La dédicace de la base : son analyse

La première ligne a été gravée de nouveau dans une rasura qui a fait disparaître le texte original. L’écriture de la deuxième ligne se distingue par quelques différences dans la forme des lettres (le E, le N, le Y, le H et l’absence du caractère Ω), ce qui laisse croire que la première ligne est plus récente alors que la deuxième remonte au 5e siècle avant J.-C. La forme du texte est dorienne et le lettrage vient du grec ancien.

L’analyse de la dédicace faite par les archéologues français a révélé une ambiguïté quant à la véritable identité de son auteur. Bien que le nom de Polyzalos apparaisse sous la dédicace, ce détail n’est pas le plus important. L’indice de l’auteur légitime se dissimule dans la forme de la lettre E à quatre branches ce qui est plutôt rare. On retrouve généralement ce type de caractère sur des inscriptions archaïques de Béotie, de Locride occidentale et de Géla. Les études approfondies d’Homolle, de Washburn et de Keramopoulos ont conclu que l’auteur de l’inscription est bien Géla. Le Polyzalos auquel l’inscription fait référence est donc le Polyzalos de Deinoménide, tyran de Géla, qui remporta la course de chars des jeux pythiques en 478 ou 474 avant J.-C. Le vainqueur voulut donc immortaliser sa victoire en donnant une offrande au sanctuaire delphique. Sa fonction devient maintenant claire, la statue devait donc servir d’ex-voto.

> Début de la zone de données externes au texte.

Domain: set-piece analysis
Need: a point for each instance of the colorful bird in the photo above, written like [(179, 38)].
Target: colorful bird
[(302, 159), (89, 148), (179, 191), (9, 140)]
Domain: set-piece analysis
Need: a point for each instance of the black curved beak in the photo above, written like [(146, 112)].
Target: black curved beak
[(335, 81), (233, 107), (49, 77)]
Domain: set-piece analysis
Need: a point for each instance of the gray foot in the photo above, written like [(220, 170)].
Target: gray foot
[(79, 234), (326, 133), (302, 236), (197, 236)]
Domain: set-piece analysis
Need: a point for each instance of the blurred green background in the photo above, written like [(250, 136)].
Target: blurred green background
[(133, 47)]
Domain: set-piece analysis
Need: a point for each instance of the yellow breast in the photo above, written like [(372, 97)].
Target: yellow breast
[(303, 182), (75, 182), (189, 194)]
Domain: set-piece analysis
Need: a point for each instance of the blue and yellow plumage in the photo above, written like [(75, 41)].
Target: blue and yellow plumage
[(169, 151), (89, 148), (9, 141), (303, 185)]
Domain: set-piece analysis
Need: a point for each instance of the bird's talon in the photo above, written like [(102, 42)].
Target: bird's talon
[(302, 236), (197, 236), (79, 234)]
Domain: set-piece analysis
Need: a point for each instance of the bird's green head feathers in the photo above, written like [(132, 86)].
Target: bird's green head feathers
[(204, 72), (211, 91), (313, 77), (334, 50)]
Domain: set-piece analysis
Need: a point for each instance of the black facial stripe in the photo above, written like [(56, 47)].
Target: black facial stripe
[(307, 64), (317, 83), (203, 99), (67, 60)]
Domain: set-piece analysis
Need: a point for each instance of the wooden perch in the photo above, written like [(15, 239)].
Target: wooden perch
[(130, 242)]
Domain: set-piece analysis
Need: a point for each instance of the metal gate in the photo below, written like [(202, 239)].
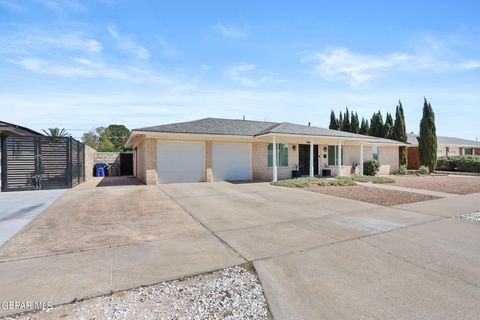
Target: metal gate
[(41, 163)]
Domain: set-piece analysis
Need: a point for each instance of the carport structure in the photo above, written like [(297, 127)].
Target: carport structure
[(214, 149)]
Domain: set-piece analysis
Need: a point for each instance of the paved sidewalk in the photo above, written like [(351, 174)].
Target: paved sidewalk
[(421, 191), (317, 256)]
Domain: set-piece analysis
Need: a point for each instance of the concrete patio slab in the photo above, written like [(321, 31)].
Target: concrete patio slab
[(445, 207), (148, 263), (18, 208), (352, 280), (449, 246), (274, 239), (290, 237), (55, 279), (94, 218), (239, 210)]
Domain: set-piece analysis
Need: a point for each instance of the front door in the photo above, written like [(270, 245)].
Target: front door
[(304, 159)]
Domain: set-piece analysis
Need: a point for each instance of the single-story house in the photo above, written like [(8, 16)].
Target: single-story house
[(447, 146), (215, 149)]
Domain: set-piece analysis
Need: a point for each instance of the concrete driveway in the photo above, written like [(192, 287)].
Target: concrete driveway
[(18, 208), (322, 257), (317, 256)]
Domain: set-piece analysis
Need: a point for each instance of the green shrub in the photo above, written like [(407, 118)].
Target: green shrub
[(402, 170), (459, 163), (423, 170), (295, 183), (372, 179), (371, 167)]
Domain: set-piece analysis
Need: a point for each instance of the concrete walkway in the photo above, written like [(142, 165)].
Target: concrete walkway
[(317, 256), (397, 188), (18, 208)]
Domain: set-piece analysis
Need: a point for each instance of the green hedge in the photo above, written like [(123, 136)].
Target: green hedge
[(459, 163)]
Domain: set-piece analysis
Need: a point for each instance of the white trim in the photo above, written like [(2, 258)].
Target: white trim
[(367, 140), (274, 160), (361, 159)]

Plusieurs intrigues et controverses subsistent autour de l’effacement ou de la correction de la dédicace située sur la base, mais il faudra attendre d’autres preuves pour réévaluer cette hypothèse qui jusqu’à maintenant semble la plus plausible.

Au moment de la restauration de l’Aurige de Delphes, les procédés et techniques de l’époque ont été examinés, mais on fit face à quelques difficultés de reconstitution. Est-ce que l’Aurige est seul sur son char? Est-ce que les techniques de confection sont identiques pour toutes les parties? Est-ce que toutes les pièces de bronze retrouvées font bel et bien partie d’un même ensemble? Beaucoup reste encore à faire. Le premier bronze important découvert à Delphes n’a pas encore révélé tous ses secrets. L’absence de documents anciens et d’images nous restreint dans nos connaissances et nous oblige à baser nos études sur certaines interprétations toujours contestées. D’autres fouilles archéologiques sous la Voie sacrée de Delphes sont donc nécessaires pour nous permettre de faire de nouvelles découvertes qui pourraient alors contribuer à une reconstitution historique plus fidèle.

1 F. Chamoux, L’Aurige de Delphes, DeBoccard, Paris, 1955, p.7.
2 J. Boardman, Greek sculpture : the classical period, Thames & Hudson, Londres, 1985, p.52.
3 F. Chamoux, op.cit., p.53.
4 P. Petsas, Delphes; monuments et musée, Éditions Kréné, Athènes, 2004, p.118.